Gurgaon, a uno sputo da New Delhi, dovrebbe essere una specie di città del futuro, un’oasi di modernità e presunta efficienza dove gli effetti della liberalizzazione del mercato indiano post anni ’90 hanno avuto sfogo in complessi residenziali avveniristici – e, secondo chi scrive, mostruosi – sedi di multinazionali e giganti dell’India Inc., centri commerciali e brodo primordiale dello yuppismo nell’India settentrionale. Gurgaon, a tutti gli effetti, non è una città: è un brand, uno status symbol, una filosofia dell’esistenza proiettata verso l’Eldorado estetico dell’Occidente. Dal 12 aprile scorso, rispondendo a una millantata richiesta «dal basso», il governo dell’Haryana (in cui ricade il territorio di Gurgaon) ne ha cambiato il nome in Gurugram, rifacendosi alla tradizione letteraria – sovente scambiata per Storia – del poema epico Mahabharata. La novità, eufemisticamente, non ha entusiasmato i residenti.Il cambio nome è stato introdotto dal governo locale guidato da Manohar Lal Khattar (Bjp), rifacendosi al testo epico hindu in cui si narra che le famiglie dei Kaurava e dei Pandava, in segno di ringraziamento, avessero regalato a Dronacharya – maestro dell’arte della guerra – un vasto territorio in loro possesso. Su quel territorio sarebbe stata poi fondata Gurugram – il «villaggio del guru», in hindi.
Il nome più recente e laico, Gurgaon, sarebbe stato adottato per via di un grosso mercato del gur – jaggery, in inglese – la melassa derivata dal dattero (o dalla palma o dalla canna da zucchero) ingrediente base di gran parte dei dolci indiani: quindi Gur-gaon, il villaggio del gur.

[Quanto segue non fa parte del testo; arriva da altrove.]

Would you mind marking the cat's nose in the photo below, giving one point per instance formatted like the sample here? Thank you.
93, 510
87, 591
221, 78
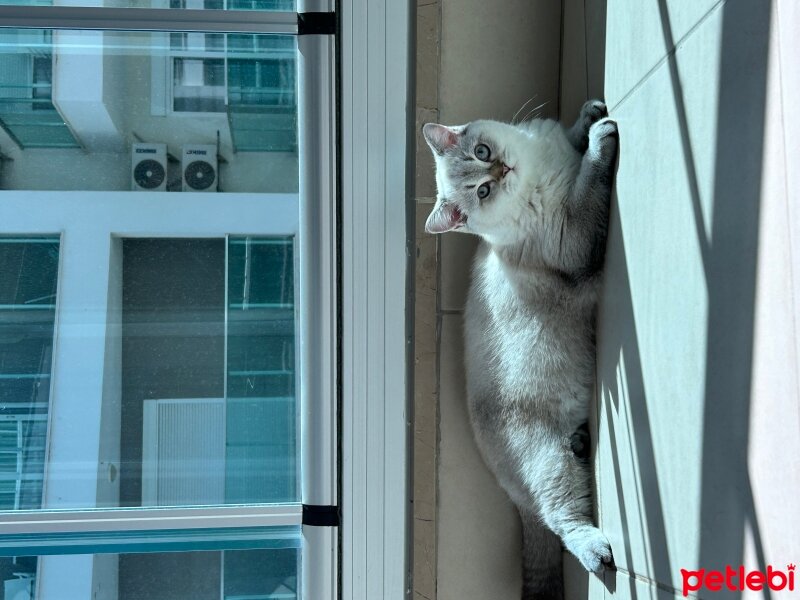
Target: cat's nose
499, 170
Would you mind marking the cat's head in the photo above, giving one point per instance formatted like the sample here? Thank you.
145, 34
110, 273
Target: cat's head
478, 178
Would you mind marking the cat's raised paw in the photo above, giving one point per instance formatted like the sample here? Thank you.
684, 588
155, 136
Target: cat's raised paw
603, 137
591, 548
592, 111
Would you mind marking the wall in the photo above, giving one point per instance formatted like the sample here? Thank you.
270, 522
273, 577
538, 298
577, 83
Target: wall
474, 61
697, 365
697, 417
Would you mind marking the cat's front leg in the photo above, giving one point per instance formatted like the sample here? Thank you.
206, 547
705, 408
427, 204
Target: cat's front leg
583, 219
591, 112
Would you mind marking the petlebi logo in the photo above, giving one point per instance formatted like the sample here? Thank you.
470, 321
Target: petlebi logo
737, 579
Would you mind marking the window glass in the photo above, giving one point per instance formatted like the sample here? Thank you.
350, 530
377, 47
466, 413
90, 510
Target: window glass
264, 574
28, 281
267, 5
157, 112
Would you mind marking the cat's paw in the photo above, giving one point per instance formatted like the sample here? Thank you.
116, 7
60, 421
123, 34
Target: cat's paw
591, 548
580, 442
603, 138
592, 111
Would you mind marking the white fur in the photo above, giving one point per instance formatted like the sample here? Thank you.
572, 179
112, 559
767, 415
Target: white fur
528, 321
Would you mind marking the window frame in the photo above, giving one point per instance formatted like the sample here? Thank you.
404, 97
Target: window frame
362, 217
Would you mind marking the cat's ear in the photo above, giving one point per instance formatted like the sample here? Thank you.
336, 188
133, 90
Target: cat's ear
443, 217
439, 137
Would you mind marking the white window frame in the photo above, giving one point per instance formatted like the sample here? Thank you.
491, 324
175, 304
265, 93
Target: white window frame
371, 548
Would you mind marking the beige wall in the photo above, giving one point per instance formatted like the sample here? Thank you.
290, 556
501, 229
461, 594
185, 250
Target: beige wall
474, 61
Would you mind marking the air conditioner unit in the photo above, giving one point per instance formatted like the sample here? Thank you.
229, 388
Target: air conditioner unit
149, 167
199, 168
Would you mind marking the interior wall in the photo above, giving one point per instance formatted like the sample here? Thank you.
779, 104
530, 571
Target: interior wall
475, 60
697, 419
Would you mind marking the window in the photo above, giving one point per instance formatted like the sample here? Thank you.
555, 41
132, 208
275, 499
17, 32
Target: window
205, 291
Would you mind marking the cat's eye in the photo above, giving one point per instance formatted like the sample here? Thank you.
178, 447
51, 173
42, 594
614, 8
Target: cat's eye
482, 152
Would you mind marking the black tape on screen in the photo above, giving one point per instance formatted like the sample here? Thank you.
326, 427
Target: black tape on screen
320, 516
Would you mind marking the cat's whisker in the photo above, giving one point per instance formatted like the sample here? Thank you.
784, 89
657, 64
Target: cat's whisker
532, 111
528, 101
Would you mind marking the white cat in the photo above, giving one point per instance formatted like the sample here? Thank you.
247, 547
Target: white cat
538, 196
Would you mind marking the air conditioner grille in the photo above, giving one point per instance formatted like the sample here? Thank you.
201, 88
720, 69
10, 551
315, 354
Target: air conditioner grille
149, 174
199, 175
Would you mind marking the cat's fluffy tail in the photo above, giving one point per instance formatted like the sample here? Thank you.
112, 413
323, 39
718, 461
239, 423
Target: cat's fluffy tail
541, 561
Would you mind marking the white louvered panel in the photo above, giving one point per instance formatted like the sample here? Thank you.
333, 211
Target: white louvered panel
183, 453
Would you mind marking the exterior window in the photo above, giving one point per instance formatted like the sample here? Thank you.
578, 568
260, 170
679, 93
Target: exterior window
28, 282
27, 113
151, 321
188, 315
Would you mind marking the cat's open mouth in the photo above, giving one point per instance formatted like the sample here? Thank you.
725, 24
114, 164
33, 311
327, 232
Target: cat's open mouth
459, 218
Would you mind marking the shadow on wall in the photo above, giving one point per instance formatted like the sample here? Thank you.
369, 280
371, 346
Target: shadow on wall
729, 262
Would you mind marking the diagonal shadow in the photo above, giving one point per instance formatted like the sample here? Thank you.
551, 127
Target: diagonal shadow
726, 503
726, 506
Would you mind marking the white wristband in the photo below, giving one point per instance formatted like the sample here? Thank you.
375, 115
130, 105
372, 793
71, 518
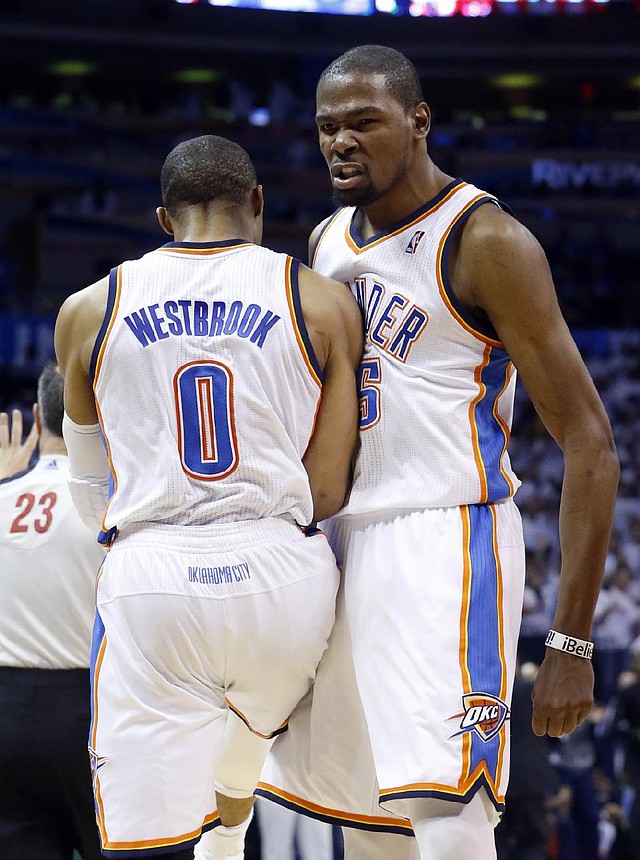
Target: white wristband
569, 644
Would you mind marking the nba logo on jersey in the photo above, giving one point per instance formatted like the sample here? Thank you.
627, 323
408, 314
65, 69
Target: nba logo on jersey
412, 247
483, 714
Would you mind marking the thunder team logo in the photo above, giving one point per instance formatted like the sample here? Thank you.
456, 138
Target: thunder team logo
483, 714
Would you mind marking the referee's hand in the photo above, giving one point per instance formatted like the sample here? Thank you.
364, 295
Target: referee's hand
562, 695
14, 454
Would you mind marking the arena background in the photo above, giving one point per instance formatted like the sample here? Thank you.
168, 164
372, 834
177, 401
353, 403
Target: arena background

Ritorno al passato mitologico e glorioso
Con un colpo di spugna spaziotemporale, l’esecutivo conservatore hindu dell’Haryana ha deciso di imprimere nella periferia futuristica di New Delhi – ci arriva la metro, a Gurgaon, e pur cambiando tecnicamente stato, il territorio di Gurgaon è letteralmente attaccato a quello della capitale indiana – un marchio identitario che riportasse l’immaginario collettivo alla mitica Età d’Oro dell’India del passato: forte, indomita, induista.
Su Scroll.in, forse ingigantendo un po’ la faccenda quando paragona Gurgaon a Manhattan, Ajaz Ashraf inserisce l’episodio all’interno del progetto di ultracapitalismo in salsa hindu portato avanti dal governo Modi: la volontà palese di spingere il paese verso un futuro ultracapitalista, mantenendolo al contempo ancorato alle tradizioni hindu.
Il governo dell’Haryana ha giustificato la decisione sostenendo di rispondere a una non meglio specificata «richiesta popolare». Richiesta che, si presume, non sia arrivata dai top executives che risiedono a Gurgaon. L’Economic Times ne ha intervistati alcuni, raccogliendo valutazioni che spaziano da «errore epico» a «un disastro».
Dio patria e casta
Sforzandosi di trovare una ratio dove la ratio appare non esserci, possiamo ipotizzare che dopo le violentissime proteste della comunità hindu dei Jat, che un mese e mezzo fa ha messo a ferro e fuoco ampie porzioni dell’Haryana chiedendo di essere inserita nel gruppo delle reservations che garantisce posti di lavoro statali e accessi all’università bloccati (venendo tra l’altro accontentata, dopo scontri con l’esercito e decine di morti), rinominare la perla dello stato con chiaro riferimento alla tradizione hindu possa essere una buona professione di fede fatta agli strati sociali meno facoltosi, precedentemente fatti innervosire con promesse elettorali non mantenute.
D’altronde, nonostante l’Haryana sia tra gli stati più ricchi dell’India, escludendo una manciata di città satellite di Delhi – Gurgaon, Faridabad, Rohtak… – sede di poli industriali e quartier generali di colossi multinazionali (indiani e non), il resto dell’Haryana – 25 milioni di persone, dati del 2011 – è composto da una popolazione che con la Manatthan indiana non ha davvero nulla a cui spartire.
Il 70 per cento degli abitanti dell’Haryana è impiegato nel settore agricolo e risiede in centri piuttosto lontani dal concetto di modernità hindu che Modi vorrebbe estendere a tutto il paese.
E dove più dello yuppismo fuori tempo massimo, la politica locale si nutre della Santa Trinità: dio, patria e famiglia (o meglio, casta).